It's supposed to now be opening sometime in March, I think they'd better get their fingers out if that's going to be the case! Although they have shifted a lot of muck recently, they've only uncovered a few more small remnants of plinths! Those stone masons down in Aswan are going to be on piecework, I should think, if they intend to get enough Sphinxes ready for people to see.

The Egyptian language mustn't have an 'x' sound, as I hear Egyptians pronouncing the word as 'Sphinkes'. Just a lingual anomaly, I suppose.

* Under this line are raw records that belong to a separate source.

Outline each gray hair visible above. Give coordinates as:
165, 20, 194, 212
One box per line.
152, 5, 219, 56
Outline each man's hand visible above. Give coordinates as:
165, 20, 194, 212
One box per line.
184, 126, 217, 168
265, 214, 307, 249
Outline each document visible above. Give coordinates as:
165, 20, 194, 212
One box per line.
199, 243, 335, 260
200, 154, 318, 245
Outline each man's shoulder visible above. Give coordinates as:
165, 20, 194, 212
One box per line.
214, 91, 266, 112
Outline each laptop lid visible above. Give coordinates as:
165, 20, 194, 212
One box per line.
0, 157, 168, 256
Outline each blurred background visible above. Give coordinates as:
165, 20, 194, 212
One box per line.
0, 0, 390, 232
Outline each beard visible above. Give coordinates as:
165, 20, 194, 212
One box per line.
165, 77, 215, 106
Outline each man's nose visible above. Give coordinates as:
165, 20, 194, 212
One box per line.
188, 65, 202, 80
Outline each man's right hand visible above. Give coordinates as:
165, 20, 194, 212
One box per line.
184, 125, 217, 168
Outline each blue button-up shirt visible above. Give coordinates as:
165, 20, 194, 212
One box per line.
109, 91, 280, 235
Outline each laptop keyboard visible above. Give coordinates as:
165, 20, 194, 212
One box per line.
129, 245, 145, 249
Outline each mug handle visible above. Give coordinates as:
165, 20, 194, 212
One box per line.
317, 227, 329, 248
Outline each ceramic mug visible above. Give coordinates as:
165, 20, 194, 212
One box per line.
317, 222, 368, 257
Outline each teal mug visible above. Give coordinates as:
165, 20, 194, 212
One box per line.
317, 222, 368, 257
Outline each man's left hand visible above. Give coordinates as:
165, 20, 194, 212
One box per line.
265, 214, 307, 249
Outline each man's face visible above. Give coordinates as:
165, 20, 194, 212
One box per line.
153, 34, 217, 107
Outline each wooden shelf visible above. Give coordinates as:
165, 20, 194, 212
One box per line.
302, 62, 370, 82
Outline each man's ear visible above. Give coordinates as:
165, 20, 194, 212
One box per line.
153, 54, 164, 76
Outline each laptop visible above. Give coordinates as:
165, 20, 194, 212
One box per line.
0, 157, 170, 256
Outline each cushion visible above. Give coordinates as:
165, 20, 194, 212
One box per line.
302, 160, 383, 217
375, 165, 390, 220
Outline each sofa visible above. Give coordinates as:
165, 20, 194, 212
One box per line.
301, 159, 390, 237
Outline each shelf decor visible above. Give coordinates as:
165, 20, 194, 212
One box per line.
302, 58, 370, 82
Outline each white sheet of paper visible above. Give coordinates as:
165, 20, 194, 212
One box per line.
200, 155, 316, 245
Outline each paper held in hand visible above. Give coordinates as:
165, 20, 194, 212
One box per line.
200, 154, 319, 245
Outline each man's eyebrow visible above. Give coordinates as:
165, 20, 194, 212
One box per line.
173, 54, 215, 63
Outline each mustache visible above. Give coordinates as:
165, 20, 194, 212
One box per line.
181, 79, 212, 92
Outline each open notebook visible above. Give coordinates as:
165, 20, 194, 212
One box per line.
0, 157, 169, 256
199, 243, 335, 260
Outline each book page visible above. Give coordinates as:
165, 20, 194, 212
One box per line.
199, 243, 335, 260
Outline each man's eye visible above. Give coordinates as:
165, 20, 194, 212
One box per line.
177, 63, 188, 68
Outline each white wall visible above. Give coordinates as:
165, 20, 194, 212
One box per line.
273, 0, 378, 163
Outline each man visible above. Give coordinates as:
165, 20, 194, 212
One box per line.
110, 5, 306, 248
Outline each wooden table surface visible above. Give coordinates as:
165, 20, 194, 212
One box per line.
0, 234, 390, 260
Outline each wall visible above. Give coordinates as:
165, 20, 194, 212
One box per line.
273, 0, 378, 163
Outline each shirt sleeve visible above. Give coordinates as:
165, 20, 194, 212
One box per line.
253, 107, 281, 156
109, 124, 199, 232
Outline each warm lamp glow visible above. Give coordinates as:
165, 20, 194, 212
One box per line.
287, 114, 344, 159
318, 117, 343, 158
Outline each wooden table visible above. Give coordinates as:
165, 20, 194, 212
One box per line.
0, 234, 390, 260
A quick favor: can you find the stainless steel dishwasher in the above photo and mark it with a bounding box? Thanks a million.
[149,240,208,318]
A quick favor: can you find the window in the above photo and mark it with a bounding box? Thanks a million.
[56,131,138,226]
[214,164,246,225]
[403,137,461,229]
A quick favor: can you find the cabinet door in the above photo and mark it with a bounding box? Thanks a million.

We met with the Luxor Senator Dr Abdulmawgoud Dardery the other night, at the offices of the Supreme Council of Luxor. He seemed to be a charming fellow, very good English (which I suppose you'd expect from a professor of English!) and obviously concerned for the welfare of ex-pats, even though we have no votes! He was elected by, and to represent, the Egyptian population of Luxor but fair play to him; he realises that we are also living here (for the time being at least) and that we have no-one else to speak for, or look out for, us.
Visa and work permit irregularities were discussed, along with the problems associated with Orfi marriages and unsatisfactory financial arrangements between foreign 'wives' and Egyptian 'husbands'. Also touched upon were certain problems with bank tellers and luggage handlers at Luxor Airport.
Dr Abdulmawgoud was very concerned with the practice of giving baksheesh to government employees (we would more likely know these as backhanders), which under previous Egyptian governments was the ONLY way to get a satisfactory outcome to any dealings with authority. He stressed the importance of stopping this bribery, as being among the most crucial initial steps in changing the corrupt mindset which still inhabits every branch of government.   
The ineffectiveness of the police was also of great concern to him. Yes we still have police, but he explained that they are unwilling to go into the streets and intervene where we would expect them to, simply because previously they were above the law, and could 'get away with' mistreating anyone whom they thought may be acting suspiciously or whatever. Now, they had to operate within the confines of the law, and didn't know how to, and were also frightened to confront people who might now be tempted to answer (or fight) back!

All in all, it was an interesting meeting, and I was pleased we went. I don't think that anything really concrete was achieved, however Dr Abdulmawgoud offered to meet with us again on his next visit to Luxor, and report on any progress with our concerns.